All I knew about this movie in advance that it is a from Iceland and has Julia Stiles and Forest Whitaker in it. These were three good enough reasons to watch it. Not that I know much of Icelandic cinema, but I am always interested in “different” (defined by me as non-Hollywood mainstream) and I was hoping that this film would prove to be such. It was, although the Icelandic nature of the movie was confusing. Based on the weather patterns displayed in the movie I couldn’t decide where it was supposed to be set in. It was switching back and forth between raining and snowing. But from some minor verbal and visual hints I concluded we should be in Missouri. The actors I recognized were certainly American. It all became clear at the end, when I read the credits. It was indeed shot in Iceland and created (i.e. written, directed, produced and manned/personned?) by an Icelandic crew.

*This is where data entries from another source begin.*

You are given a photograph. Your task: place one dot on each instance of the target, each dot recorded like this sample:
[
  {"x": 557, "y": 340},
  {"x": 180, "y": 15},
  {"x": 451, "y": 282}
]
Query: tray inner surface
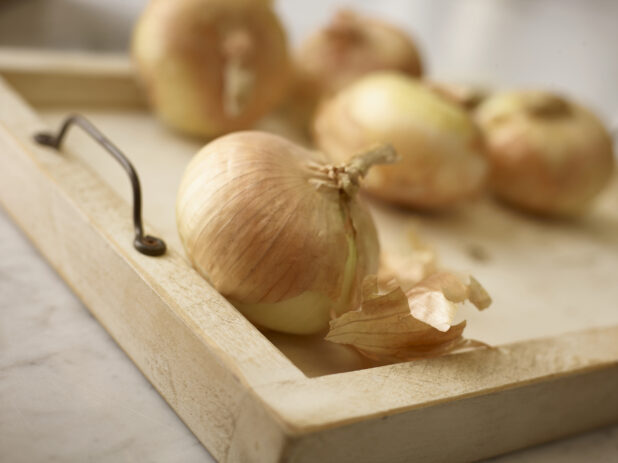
[{"x": 546, "y": 277}]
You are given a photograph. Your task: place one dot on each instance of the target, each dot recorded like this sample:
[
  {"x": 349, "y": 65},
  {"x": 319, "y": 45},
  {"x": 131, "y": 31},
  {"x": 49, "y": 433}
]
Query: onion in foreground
[{"x": 277, "y": 231}]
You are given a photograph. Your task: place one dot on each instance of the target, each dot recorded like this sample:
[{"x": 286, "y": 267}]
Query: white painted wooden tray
[{"x": 252, "y": 396}]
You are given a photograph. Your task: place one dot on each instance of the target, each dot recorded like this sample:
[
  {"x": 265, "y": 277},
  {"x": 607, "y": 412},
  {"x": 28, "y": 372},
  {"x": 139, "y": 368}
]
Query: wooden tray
[{"x": 250, "y": 396}]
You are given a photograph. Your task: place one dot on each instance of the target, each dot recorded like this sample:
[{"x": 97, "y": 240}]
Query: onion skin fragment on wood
[{"x": 397, "y": 326}]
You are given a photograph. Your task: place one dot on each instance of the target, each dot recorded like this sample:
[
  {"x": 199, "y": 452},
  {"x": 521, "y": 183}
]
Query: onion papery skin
[
  {"x": 288, "y": 254},
  {"x": 548, "y": 156},
  {"x": 178, "y": 48},
  {"x": 441, "y": 149}
]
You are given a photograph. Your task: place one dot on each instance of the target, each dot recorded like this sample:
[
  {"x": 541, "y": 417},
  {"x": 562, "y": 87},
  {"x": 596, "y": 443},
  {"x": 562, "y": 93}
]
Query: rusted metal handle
[{"x": 148, "y": 245}]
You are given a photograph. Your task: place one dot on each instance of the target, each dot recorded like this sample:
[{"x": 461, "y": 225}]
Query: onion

The movie itself was hard drama. An insurance investigator, whose job is find and create reasons for his company not to pay up, attempts to uncover the circumstances of a car accident, where the beneficiary is supposed to get a million dollars. (Spoiler alert) In the process he becomes involved with the family and his better self awakens. It has a surprise ending, which is both happy and unhappy at the same time.
But I got the feeling that the plot is there mostly to provide a frame for the haunting images the director paints for us. We see night rain as if it would never stop, a mysterious and tempting tunnel, a bleak motel room inviting abuse to happen in, a snowman with twigs as his hair, and in general such rural poverty that is rarely shown nowadays. I wonder whether the author/director was drawing upon autobiographical experiences. Either way it showed me a world I knew existed, but it became much more tangible. For that and for the way Whitaker used his Midwestern accent to say “Yah” I thank this movie.